In 2011, the ASPCA Animal Poison Control Center, located in Urbana, IL, received more than 165,900 phone calls regarding pets being exposed to toxic substances. The 10 most common toxic substances pets were exposed to are as follows.
1. Prescription Human Medications: The Animal Poison Control Center reports it received nearly 25,000 calls regarding pets ingesting prescription human medications last year. ADHD and heart medications were among the most commonly swallowed prescription drugs.
To prevent your pet from swallowing any prescription medication, take your pills in the bathroom or another room containing tile or non-carpeted floor. This way you can hear it more easily if a pill happens to fall on the floor. Being aware that a pill has fallen will give you a chance to search for and pick up the medication before your pet has a chance to ingest it.
2. Insecticides: Eleven percent of calls last year concerned pets being exposed to insecticides. These products included those utilized in the home, on pets, and on the lawn. The ASPCA reminds pet owners it is essential to read a product's directions before using it around a pet. Only use products that are safe to use around pets in your home and on your lawn. Finally, do not use a product specifically made for a dog on a cat or vice versa.
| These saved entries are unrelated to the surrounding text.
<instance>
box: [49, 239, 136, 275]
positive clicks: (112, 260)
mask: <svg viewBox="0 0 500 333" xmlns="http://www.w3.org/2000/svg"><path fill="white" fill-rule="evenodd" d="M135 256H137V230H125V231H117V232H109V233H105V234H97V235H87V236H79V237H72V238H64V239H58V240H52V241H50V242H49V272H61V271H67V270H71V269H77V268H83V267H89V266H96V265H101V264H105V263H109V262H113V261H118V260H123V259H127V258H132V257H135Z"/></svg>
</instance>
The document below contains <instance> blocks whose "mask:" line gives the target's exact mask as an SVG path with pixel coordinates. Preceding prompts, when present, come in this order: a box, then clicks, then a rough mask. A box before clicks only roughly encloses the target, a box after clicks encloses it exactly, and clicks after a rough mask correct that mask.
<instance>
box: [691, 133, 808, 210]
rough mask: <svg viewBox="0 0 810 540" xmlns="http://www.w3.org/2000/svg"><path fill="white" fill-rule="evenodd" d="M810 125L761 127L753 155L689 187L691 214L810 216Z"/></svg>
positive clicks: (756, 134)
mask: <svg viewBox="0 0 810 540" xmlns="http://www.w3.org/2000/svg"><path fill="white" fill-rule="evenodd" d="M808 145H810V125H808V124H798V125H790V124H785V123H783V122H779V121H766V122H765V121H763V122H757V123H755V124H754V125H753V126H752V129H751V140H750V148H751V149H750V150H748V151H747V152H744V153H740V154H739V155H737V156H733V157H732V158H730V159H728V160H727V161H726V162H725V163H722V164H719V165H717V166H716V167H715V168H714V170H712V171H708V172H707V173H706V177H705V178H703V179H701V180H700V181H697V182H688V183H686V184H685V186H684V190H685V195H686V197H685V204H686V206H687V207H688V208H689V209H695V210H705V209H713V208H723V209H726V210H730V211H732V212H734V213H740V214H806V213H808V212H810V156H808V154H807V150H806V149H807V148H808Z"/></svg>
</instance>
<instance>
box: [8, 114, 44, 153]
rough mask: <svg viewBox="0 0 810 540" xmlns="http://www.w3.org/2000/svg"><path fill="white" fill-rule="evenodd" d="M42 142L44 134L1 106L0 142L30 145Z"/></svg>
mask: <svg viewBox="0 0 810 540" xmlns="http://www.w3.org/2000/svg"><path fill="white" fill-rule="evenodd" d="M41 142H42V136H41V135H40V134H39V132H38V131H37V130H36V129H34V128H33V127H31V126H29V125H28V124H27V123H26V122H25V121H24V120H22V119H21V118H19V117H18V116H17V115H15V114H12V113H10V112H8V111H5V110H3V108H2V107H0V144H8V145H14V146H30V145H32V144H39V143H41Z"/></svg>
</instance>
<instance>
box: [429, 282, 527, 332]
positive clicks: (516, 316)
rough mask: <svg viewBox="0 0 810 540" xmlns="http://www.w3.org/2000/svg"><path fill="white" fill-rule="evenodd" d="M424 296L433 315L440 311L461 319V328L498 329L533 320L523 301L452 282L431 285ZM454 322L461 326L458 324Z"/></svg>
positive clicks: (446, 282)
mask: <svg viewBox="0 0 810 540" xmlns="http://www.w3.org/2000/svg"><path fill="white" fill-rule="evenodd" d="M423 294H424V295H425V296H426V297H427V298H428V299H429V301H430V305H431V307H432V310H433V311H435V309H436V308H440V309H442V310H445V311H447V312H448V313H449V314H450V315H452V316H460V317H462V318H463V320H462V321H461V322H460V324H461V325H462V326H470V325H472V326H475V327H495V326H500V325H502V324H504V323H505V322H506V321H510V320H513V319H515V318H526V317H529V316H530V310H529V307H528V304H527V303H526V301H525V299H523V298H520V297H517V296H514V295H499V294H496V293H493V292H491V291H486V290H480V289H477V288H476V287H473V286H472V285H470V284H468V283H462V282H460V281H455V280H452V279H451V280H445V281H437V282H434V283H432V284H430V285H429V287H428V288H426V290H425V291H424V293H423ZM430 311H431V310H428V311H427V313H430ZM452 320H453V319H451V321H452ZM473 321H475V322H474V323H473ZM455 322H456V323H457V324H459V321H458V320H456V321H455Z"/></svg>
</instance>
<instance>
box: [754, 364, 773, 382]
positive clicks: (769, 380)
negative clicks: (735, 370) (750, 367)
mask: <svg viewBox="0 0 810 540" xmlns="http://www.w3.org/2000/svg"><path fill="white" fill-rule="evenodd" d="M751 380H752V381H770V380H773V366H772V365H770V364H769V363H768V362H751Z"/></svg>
3. Over-the-Counter Human Medications: Over-the-counter human medications are also toxic to pets. Common over-the-counter medications, such as acetaminophen (found in Tylenol) or ibuprofen, often found in the home, can actually kill your cat or dog if he or she ingests them. Always check with your veterinarian before you give any type of over-the-counter medication to your furry friend.
4. People/Human Food: As much as you might want to share your food with your furry friend, you must be careful what you feed your pet. Several human foods can cause severe damage to your cat or dog if he or she eats them. Chocolate, for instance, may cause diarrhea, vomiting, seizures, and increased heart rate in pets who have ingested it, according to the ASPCA.
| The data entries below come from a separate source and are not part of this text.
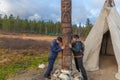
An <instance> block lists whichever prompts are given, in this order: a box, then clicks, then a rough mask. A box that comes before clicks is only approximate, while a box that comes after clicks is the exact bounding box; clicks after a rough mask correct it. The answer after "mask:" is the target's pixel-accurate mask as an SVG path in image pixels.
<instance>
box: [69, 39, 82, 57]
mask: <svg viewBox="0 0 120 80" xmlns="http://www.w3.org/2000/svg"><path fill="white" fill-rule="evenodd" d="M71 49H72V51H73V54H74V56H80V55H83V52H84V46H83V43H82V42H81V41H77V42H75V43H73V44H72V48H71ZM80 50H81V51H82V52H80Z"/></svg>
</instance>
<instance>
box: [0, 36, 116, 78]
mask: <svg viewBox="0 0 120 80" xmlns="http://www.w3.org/2000/svg"><path fill="white" fill-rule="evenodd" d="M54 38H56V37H55V36H53V37H50V36H42V35H28V34H27V35H26V34H19V35H13V34H10V35H3V34H0V47H1V46H2V47H1V48H5V49H13V50H18V51H23V53H24V51H26V50H27V51H28V50H29V51H31V52H36V53H37V52H39V53H42V52H43V51H46V50H47V51H48V50H49V45H50V41H52V40H53V39H54ZM46 66H47V64H46ZM45 70H46V69H35V70H34V69H33V70H30V71H26V72H25V73H22V74H20V75H19V76H16V77H15V78H16V79H15V78H14V79H13V78H11V79H8V80H43V73H44V72H45ZM116 72H117V63H116V60H115V57H114V56H107V55H102V56H100V70H98V71H95V72H87V73H88V77H89V80H116V79H115V73H116Z"/></svg>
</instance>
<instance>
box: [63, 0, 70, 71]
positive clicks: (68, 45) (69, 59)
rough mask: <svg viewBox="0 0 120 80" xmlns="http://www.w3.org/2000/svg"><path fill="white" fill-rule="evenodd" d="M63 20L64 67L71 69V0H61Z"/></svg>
mask: <svg viewBox="0 0 120 80" xmlns="http://www.w3.org/2000/svg"><path fill="white" fill-rule="evenodd" d="M61 11H62V12H61V14H62V16H61V18H62V19H61V22H62V37H63V45H64V46H65V49H64V50H63V55H62V69H65V70H70V69H71V67H72V66H71V65H72V56H71V50H70V48H69V43H70V41H71V33H72V28H71V0H61Z"/></svg>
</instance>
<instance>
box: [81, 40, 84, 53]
mask: <svg viewBox="0 0 120 80" xmlns="http://www.w3.org/2000/svg"><path fill="white" fill-rule="evenodd" d="M81 50H82V52H84V50H85V49H84V44H83V43H82V42H81Z"/></svg>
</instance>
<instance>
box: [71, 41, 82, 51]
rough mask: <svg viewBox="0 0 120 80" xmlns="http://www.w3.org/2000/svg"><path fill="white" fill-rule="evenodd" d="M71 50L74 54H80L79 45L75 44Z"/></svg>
mask: <svg viewBox="0 0 120 80" xmlns="http://www.w3.org/2000/svg"><path fill="white" fill-rule="evenodd" d="M71 49H72V51H74V52H80V46H79V43H77V44H76V45H75V47H72V48H71Z"/></svg>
You may find a list of common toxic foods to cats in my earlier posts - Toxic Food to Cats Part 1 and Part 2. Please note that these are NOT complete lists of all the foods toxic to cats.
5. Household Products: The household products ingested were not specified by the Animal Poison Control Center. Be sure to keep all small items, such as rubber bands, staples, needles, thumb tacks, and so forth put up in containers where pets cannot access them. These products may cause dangerous intestinal blockages or tares if ingested. Likewise, keep all string, streamers, tinsel, yarn, thread, etc. out of your furry friend's reach. These items can also have fatal consequences if ingested. Finally, keep all chemical cleaners out of your pet's reach.
6. Veterinary Medications: Some chewable pet medications may taste good to your furry friend. If he or she ingests more than he or she is supposed to at one time, it may result in poisoning. Be sure to keep your pet's medication out of reach, such as in a secure medicine cabinet in the bathroom, so that he or she cannot gobble all of his or her pills at once. If your furry friend eats more medication than your vet recommends per dose, call your veterinarian immediately.
7. Rodenticides: Use rodenticides with extreme caution around pets. Bait to trap mice may be especially attractive to dogs as it is grain based. According to the ASPCA, ingesting rodenticides may cause kidney failure, internal bleeding, and/or death.
8. Plants: Cats seem to find chewing on plants irresistible. There are hundreds of plants toxic to cats and dogs. For instance, lilies can lead to kidney failure and death for cats who ingest them, according to the ASPCA. You may reference their list of toxic and non-toxic plants here. You may also view my list of some safe plants to keep around cats if you enjoy having plants in your home.
9. Lawn and Garden Products: According to the ASPCA, lawn and garden fertilizers may be made of bone meal, dried blood, and/or poultry manure, which attract pets. If you utilize lawn and/or garden products, it is a good idea to only let your pets roam outdoors when you can supervise them.
10. Automotive Products: Antifreeze, brake fluid, and so forth can be fatal if ingested by your furry friend. Thankfully, the number of automotive product poisonings has decreased as more people choose to keep their cats indoors, according to the ASPCA.
Taking some simple precautions and pet-proofing your home, lawn, and garden can go a long way in preventing your pet from accidentally ingesting a poisonous substance.
If you believe your pet has been exposed to a toxic substance, please call your veterinarian immediately or contact the Animal Poison Control Center 24 hours a day at: 888-426-4435.